Kenyans are funny by nature. They find themselves in unique acts wherever they go because of who they are.
From the estate where some live to the bar where they drink all the way to restaurants, a Kenyan will always be Kenyan. When they go overseas, they still remain to be Kenyans.
These are the annoying,funny things that Kenyans do that denotes them from anyone else.
- Yelling in clubs while watching football
In Kenya, men have taken it as a responsibility to watch football everywhere they see a screen with eleven people running after a round object inn a field, even if it is a match between a small village team in Korea against another from Somali republic. The most annoying thing is that when a goal or a foul is committed, they all rise up in disarray with their hands up while yelling and groaning at the top of their voices.
- Quarrelling with touts over non-issues
Kenyans rarely own cars but when they get on other peoples vehicles or Matatus, they will never fail to complain over this or that. This behavior is prevalent in public service vehicles where commuters and passagers have taken it in their mind that they own all roads. Whenever a person pays fare with an extra coin, the two parties always get suspicious of one another. A commuter will confront a tout over a ten shilling change when alighting whereas they had a whole distance to their destination to ask for their balance.

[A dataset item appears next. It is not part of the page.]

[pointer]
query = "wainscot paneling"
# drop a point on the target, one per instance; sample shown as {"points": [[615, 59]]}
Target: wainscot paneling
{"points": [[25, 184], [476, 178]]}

More absurdly, they do this at the top of their voices. When a vehicle is stuck in the jam, they will yell at the driver over his inexperience that will cost them to being late for their jobs even when it is not necessary.
- Negotiating for anything everywhere
A Kenyan will negotiate for everything that they know isn’t profiting them since they suspect all people ere out to profit from their toil. They will negotiate for mutura, matumbo, chipo mwitu and an additional piece of meat with a butcher. Kenyans will walk in a hotel, ask for soup in a makeshift hotel and consequently, start complaining how light it is. They will ask for ugali saucer but will not get enough of it, they take it that the man serving in kitchen has short-changed them and there and then start complaining.

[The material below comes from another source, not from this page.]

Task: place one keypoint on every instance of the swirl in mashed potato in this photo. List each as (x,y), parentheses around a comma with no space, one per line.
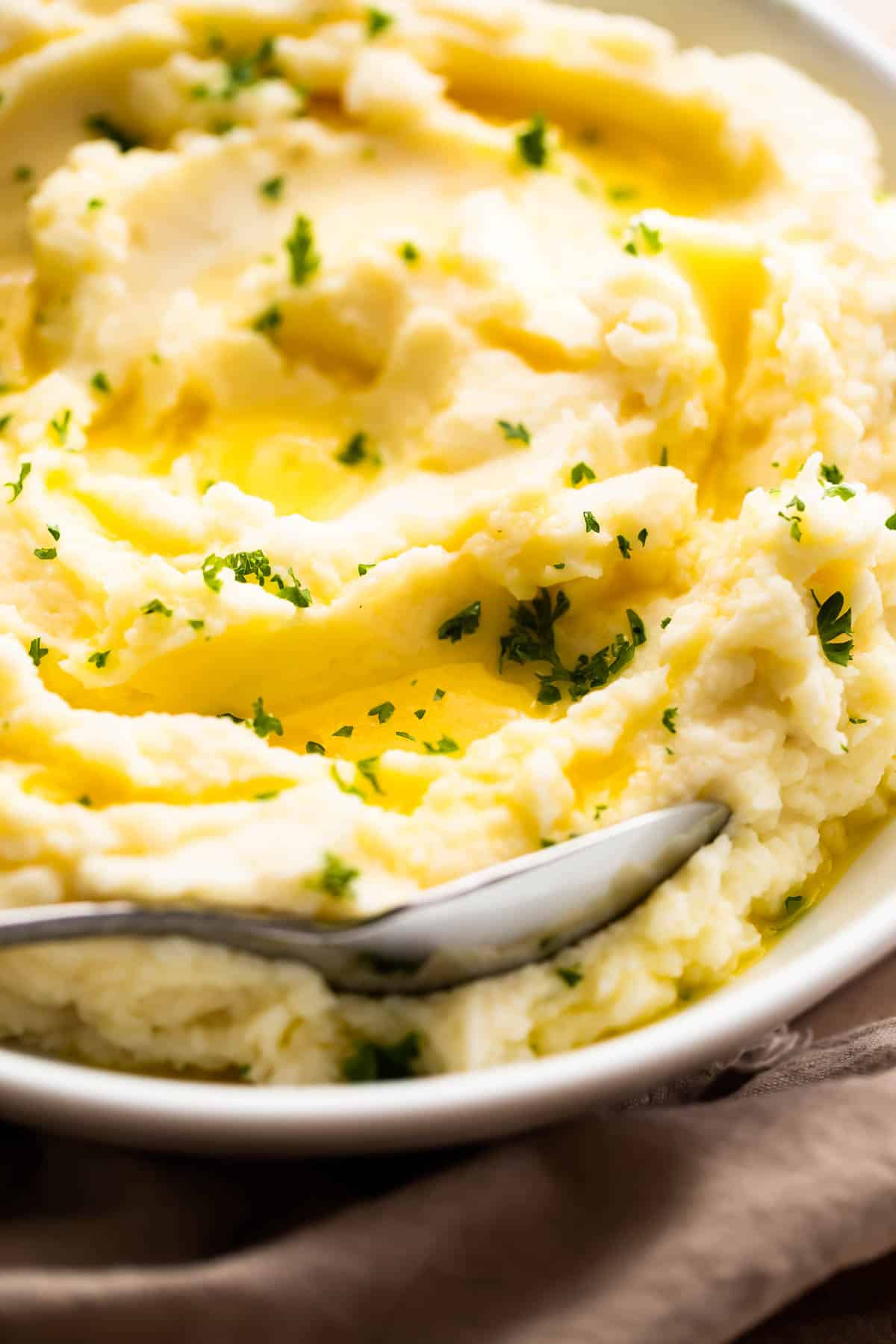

- Complaining about their pastor
Kenyans love spiritual growth. They will walk into any church for prayers and become the congregation, interact with the pastor and even join the church choir.
However, when they become part of the flock and some of their expectations are not met, they start complaining about the pastor, ooh! The pastor is swindling us money with projects, ooh! The pastor has a new car bought with offering, ooh! The pastor’s wife is a drunkard and many other irrelevant complains.
- Smoking Everywhere
A Kenyan smoker will light cigarette anywhere in this world.

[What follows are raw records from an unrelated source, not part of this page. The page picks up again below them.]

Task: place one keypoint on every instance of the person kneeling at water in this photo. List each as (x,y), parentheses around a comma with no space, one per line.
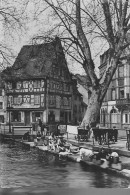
(86,153)
(26,136)
(114,158)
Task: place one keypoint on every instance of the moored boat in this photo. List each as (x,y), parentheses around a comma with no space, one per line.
(97,159)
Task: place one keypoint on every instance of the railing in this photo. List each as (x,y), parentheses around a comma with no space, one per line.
(122,101)
(21,130)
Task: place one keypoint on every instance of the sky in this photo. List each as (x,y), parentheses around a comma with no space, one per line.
(33,28)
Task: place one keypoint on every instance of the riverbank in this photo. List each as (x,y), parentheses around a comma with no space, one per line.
(119,147)
(75,157)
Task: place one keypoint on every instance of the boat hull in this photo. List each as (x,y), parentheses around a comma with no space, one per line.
(102,163)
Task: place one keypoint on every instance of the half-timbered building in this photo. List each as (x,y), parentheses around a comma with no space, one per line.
(38,85)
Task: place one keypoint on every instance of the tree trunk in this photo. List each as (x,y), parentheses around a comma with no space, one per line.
(93,110)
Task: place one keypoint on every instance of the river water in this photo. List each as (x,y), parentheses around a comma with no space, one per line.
(24,169)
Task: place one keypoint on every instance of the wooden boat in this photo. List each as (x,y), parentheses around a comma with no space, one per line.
(102,162)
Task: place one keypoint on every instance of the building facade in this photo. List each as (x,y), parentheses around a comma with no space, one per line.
(39,86)
(115,110)
(2,103)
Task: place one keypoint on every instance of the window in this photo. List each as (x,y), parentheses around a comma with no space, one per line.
(16,116)
(52,100)
(0,92)
(37,84)
(42,99)
(18,99)
(121,71)
(121,93)
(1,119)
(37,99)
(25,84)
(113,94)
(1,105)
(18,85)
(126,118)
(75,109)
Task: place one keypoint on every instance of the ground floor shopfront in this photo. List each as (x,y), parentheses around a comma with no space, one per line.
(28,116)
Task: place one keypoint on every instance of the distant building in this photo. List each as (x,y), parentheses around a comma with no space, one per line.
(39,86)
(115,110)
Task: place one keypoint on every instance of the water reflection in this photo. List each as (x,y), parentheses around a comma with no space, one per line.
(21,168)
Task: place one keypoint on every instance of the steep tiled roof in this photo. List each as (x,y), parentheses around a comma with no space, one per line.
(36,60)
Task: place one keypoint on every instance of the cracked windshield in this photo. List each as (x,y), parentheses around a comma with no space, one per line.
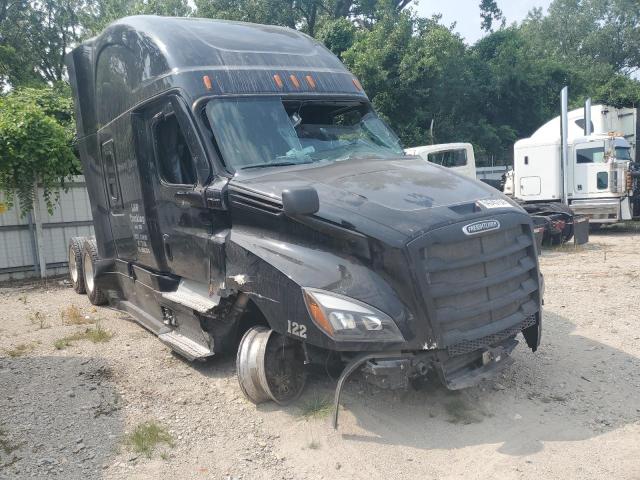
(267,132)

Despite the fact that this has some health implications to others, they will smoke even in restaurants without taking into consideration that some hotels have smoking zones.
- Feuding fights over tips with waiters and later preying them for sex
A Kenyan drunkard will ask for beer in a local pub without doing maths to attract the waiter.
When the bill is bumped on their table, they complain to the waiters over what they have taken but as they take in more, they now realize the waiter is so beautiful and consequently, start negotiating for a sleep over in a hotel.
- Complaining about family and close friends
A Kenyan will complain about their family everywhere whenever they get a call from any of their relative.
They will complain how their friends drink their whole salary to the last coin and not give back through the African hospitality style of ‘kurudisha’ mkono.
In the contrary, they are they do similarly the same to their colleagues but complain about it in another version
Nevertheless, its Kenyans and that’s what makes who they are.